Ce soir-là, un an à peine après l’amputation d’AC/DC, les membres du groupe étaient incontestablement à la hauteur. Angus fut pour moi un choc. Je me suis toujours demandé comment on pouvait jouer en dodelinant de la tête de la sorte. Ce type est malade ! Voilà l'explication. Il fascine parce qu'il développe une telle énergie que l'on est aspiré par sa frénésie de bouger. Je me rappelle qu’au moment où il a attaqué les accords de « Sin City », une vague venue de devant a balayé tout le public. Nous étions tous irrémédiablement animés d’une envie de danser. Il avait provoqué ça tout seul ! On avait le sentiment qu’Angus jouait sa peau à chaque note. Ensuite, « Back in black » et « Bad boy boogie » ont définitivement emportés les suffrages des plus sceptiques.

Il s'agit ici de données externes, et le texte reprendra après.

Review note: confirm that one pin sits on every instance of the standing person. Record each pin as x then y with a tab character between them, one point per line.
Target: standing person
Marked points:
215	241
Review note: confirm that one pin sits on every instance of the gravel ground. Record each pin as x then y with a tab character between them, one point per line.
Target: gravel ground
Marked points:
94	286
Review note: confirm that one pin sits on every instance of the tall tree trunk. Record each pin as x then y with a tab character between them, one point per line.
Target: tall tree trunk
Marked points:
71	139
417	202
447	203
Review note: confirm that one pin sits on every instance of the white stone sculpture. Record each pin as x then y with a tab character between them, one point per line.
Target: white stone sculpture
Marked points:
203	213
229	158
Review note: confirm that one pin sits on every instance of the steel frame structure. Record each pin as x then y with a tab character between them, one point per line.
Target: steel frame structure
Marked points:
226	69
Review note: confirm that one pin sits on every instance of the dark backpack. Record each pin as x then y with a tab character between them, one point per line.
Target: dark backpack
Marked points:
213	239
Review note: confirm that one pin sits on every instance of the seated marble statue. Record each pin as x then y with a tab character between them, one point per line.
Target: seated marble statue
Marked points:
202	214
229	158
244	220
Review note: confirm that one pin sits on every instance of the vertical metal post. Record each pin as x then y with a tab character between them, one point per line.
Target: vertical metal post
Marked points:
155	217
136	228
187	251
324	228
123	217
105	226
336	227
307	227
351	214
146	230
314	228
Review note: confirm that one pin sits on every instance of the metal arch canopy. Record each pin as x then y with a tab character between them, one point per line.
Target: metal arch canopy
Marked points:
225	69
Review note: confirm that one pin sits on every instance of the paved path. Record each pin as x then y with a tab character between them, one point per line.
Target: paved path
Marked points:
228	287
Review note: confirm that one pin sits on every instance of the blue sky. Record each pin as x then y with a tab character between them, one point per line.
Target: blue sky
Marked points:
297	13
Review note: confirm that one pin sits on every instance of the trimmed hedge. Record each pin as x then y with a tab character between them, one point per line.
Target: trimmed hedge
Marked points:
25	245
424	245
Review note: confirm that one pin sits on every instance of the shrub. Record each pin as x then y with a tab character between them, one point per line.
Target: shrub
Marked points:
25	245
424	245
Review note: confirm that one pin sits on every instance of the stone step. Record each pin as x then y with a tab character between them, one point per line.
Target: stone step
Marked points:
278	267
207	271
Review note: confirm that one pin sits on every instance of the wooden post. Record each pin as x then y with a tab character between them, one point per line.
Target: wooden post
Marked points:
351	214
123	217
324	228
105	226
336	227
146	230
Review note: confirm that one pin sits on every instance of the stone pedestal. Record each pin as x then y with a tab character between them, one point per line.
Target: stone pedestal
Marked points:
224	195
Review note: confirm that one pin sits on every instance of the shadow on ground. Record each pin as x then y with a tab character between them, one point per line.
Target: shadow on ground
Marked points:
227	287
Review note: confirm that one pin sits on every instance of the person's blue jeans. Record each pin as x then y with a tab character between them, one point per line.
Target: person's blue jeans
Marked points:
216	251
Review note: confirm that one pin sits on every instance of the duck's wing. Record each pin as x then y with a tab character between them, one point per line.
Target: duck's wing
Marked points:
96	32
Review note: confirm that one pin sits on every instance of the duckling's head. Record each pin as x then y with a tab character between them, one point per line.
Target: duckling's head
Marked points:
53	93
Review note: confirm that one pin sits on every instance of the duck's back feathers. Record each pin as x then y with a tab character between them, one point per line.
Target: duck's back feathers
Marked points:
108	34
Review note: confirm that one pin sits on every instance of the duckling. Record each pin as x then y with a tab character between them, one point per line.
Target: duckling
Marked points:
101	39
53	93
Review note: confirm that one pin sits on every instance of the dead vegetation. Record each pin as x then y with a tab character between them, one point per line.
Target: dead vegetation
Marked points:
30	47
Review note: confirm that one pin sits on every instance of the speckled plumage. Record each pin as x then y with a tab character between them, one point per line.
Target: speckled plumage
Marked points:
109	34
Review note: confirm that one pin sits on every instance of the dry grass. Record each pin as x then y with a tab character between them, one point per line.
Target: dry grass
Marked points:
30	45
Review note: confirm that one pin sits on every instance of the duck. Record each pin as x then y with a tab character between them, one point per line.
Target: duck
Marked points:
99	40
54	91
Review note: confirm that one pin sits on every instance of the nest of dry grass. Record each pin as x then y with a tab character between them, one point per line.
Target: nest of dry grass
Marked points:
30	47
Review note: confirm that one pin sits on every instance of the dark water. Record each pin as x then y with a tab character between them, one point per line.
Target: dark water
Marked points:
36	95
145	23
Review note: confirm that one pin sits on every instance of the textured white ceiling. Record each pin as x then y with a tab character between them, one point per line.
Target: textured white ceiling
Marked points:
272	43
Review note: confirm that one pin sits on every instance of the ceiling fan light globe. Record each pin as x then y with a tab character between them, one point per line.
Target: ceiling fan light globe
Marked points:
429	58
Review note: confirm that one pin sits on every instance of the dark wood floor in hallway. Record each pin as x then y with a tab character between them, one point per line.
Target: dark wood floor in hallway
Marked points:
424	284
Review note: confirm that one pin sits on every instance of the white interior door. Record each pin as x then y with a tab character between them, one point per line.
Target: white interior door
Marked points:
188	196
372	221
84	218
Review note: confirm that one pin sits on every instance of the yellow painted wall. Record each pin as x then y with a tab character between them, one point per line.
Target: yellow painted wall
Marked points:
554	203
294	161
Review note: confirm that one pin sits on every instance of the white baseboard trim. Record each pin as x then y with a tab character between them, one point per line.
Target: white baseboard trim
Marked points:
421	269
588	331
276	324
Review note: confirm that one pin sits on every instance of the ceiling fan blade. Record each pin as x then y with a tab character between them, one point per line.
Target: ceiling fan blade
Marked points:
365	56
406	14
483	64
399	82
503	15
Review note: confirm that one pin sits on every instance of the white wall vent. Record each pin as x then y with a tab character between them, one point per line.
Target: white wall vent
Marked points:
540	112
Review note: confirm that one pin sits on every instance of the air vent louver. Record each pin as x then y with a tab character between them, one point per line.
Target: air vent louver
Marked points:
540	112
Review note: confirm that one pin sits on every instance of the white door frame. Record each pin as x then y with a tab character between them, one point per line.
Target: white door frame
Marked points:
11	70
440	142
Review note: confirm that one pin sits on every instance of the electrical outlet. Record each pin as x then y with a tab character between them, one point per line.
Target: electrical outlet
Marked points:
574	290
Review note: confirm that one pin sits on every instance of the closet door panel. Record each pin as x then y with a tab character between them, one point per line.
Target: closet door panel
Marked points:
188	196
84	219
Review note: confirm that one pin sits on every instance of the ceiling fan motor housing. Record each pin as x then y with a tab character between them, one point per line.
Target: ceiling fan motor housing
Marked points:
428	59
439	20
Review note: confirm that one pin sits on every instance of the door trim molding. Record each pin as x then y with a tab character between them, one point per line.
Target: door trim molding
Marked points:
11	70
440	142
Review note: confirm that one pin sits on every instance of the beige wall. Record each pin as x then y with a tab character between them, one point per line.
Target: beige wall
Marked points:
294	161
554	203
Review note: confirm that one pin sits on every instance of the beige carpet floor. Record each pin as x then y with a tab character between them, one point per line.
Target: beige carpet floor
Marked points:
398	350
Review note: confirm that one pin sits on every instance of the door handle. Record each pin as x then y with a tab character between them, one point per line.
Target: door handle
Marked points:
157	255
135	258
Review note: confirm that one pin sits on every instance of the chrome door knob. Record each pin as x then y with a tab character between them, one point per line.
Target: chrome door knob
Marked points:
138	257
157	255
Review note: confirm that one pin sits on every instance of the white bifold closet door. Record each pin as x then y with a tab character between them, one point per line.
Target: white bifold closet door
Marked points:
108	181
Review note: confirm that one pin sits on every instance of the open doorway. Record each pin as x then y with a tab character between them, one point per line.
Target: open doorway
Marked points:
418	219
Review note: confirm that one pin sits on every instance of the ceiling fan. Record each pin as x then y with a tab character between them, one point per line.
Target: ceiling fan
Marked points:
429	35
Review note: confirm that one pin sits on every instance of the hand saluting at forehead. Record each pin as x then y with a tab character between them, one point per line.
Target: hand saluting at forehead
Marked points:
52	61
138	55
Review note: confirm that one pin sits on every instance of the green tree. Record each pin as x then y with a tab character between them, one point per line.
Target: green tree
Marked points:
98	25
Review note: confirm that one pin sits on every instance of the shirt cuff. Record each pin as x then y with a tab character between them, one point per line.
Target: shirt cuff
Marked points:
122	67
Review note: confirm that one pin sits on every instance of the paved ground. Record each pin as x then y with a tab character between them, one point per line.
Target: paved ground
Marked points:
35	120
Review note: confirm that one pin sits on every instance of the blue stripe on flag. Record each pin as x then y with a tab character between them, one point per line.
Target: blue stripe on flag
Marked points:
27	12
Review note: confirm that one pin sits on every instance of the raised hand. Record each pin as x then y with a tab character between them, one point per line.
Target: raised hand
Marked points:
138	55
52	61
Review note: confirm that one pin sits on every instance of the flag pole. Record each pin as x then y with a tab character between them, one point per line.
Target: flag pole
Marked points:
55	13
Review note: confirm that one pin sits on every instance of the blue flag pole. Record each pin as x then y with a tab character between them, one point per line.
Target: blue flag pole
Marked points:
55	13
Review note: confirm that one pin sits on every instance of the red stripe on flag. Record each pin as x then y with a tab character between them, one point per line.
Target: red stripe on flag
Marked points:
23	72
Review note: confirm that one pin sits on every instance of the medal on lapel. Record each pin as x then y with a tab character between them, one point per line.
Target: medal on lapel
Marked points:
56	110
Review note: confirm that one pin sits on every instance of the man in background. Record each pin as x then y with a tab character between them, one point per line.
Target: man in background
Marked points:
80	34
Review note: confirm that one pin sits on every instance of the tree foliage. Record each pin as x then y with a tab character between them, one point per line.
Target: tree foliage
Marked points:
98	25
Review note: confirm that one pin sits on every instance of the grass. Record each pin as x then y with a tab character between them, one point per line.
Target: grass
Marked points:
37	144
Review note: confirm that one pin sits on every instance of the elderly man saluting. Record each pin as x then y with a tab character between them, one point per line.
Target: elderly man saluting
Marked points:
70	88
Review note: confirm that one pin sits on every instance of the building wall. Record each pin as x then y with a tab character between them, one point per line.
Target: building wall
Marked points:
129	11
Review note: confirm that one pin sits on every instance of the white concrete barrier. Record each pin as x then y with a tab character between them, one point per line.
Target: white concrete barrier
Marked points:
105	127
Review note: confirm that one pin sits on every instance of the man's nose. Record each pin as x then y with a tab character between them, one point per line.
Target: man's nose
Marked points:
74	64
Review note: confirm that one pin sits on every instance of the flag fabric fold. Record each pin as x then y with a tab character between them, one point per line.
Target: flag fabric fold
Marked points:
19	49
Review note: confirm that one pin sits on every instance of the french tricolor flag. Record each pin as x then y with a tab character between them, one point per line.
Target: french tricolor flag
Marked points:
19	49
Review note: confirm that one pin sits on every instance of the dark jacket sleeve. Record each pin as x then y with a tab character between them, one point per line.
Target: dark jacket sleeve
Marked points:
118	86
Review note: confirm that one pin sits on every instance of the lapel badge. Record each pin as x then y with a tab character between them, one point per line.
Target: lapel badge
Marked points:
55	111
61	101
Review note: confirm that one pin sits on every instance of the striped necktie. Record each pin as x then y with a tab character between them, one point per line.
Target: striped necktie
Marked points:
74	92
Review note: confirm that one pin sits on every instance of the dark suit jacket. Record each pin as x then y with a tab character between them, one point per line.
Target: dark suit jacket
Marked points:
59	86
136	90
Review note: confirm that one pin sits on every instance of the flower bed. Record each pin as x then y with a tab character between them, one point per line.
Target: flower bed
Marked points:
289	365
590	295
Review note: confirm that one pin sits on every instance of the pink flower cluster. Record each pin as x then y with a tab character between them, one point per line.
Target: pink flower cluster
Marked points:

La voix de Brian demeurait très en deçà de celle de Bon Scott, mais j’ai senti ce jour-là qu’AC/DC allait devenir beaucoup plus professionnel. Avant, le groupe reposait sur un duo immensément talentueux lesté par une rythmique d’enfer. Désormais, le groupe devait resserrer les rangs. C’est au moment de « The Jack » que la nouvelle voix faisait regretter l’ancienne. Peut-être les guitares la couvraient-elles beaucoup moins ? Les nouveaux titres issus de « Back in black » ont soigneusement été disséminés parmi les classiques : « You shook me all night long » compressé entre Whole lotta Rosie » et « TNT » et « What de you do for your money honey » entre « Highway to hell » et « High voltage ». Heuseusement, AC/DC, ça n’était pas seulement Bon Scott. Même avec un Johnson peu aguerri encore, le concert reste gravé dans ma mémoire comme un souvenir inestimable. Je crois que le second m’a véritablement permis de prendre la pleine mesure d’AC/DC. Les deux shows sont un peu comme les revers d’une même médaille. Il faut bien un côté pile pour que face existe, tout comme il faut un Malcolm pour faire un Angus !
AC/DC est avant tout un son qui pénètre les entrailles et parle directement au coeur. Je crois que ce qui fait son succès, c'est que leur musique est d'une générosité incroyable. C'est de la puissance sans fioriture. Il n'y a qu'eux au monde pour jouer des trucs aussi simples et aussi efficaces. C'est une synthèse du rock'n'roll traditionnel et du monde moderne rapide, puissant, sans pitié. C'est une violence que l'on a l'impression, lorsqu'on l'écoute, de ressentir ailleurs dans notre vie, mais d'être en mesure de maîtriser grâce au groupe. Et ça, c'est particulièrement jouissif.
J'ai aujourd'hui deux fils, 8 et 14 ans, et ils adorent les disques que j'écoutais à l'époque. Je leur ai promis que si AC/DC repassait dans le coin bientôt, je les amènerai. Cette musique est atemporelle ! L'énergie à l'état pur.